Hinduism is the world's oldest major religion, adhering to the belief in samsara, the cycle of death and rebirth that is also known as reincarnation. People accumulate positive and negative karma during their lifetimes. A person's karma corresponds to his or her good deeds or evil actions. The karma earned affects the soul as it is reborn into the next life. The ultimate goal of Hinduism is called moksha, meaning salvation from samsara. This can only be achieved by abandoning all earthly desires and becoming one with the universal soul. Salvation from the cycle of reincarnation means that a person will no longer have to endure the repeated pain and suffering of earthly existence.
Buddhists also believe in the samsara cycle of reincarnation, death and rebirth. The Buddha, Siddhartha Gautama, was a boy who lived a privileged life and attained enlightenment after questioning his spiritual state and wandering as a hermit. He finally achieved enlightenment by following the Eightfold Path, the middle way between excess and self-deprivation. The Buddha taught that to end the state of suffering, one must follow this path to become free of desire and achieve nirvana, or salvation from samsara.

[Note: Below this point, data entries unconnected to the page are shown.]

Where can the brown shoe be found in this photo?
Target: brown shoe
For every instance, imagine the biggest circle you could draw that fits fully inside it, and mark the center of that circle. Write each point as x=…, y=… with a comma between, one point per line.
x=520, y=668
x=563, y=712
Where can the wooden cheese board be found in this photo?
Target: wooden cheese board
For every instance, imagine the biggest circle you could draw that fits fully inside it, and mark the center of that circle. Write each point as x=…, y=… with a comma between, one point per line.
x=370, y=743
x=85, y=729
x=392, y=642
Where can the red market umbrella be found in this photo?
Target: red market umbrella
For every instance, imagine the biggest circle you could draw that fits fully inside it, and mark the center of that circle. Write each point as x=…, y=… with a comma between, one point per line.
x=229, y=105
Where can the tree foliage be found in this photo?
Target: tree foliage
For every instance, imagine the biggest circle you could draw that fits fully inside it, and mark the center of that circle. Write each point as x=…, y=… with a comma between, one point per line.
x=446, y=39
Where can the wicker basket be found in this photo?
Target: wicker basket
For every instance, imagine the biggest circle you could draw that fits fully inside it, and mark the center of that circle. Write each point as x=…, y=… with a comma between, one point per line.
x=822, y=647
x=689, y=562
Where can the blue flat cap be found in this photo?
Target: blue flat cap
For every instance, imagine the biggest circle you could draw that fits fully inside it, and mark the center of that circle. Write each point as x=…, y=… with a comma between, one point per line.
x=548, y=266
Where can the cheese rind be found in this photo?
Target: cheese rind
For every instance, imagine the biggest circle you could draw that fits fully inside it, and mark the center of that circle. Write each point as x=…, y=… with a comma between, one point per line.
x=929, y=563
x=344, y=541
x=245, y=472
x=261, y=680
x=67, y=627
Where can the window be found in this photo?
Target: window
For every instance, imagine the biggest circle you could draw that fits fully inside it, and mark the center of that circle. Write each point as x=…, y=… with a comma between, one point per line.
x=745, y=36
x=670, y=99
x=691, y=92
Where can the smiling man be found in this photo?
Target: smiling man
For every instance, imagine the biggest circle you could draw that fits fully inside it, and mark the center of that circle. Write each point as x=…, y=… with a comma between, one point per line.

In short, Eastern religions such as Hinduism and Buddhism believe that the soul is reborn over and over into new lives. The ultimate goal is to end the suffering of reincarnation by exiting the cycle of birth, death and rebirth. Reincarnation is seen as a path leading to this salvation. Human existence is perceived as cyclical rather than linear. Souls can be reborn into humans, plants or animals.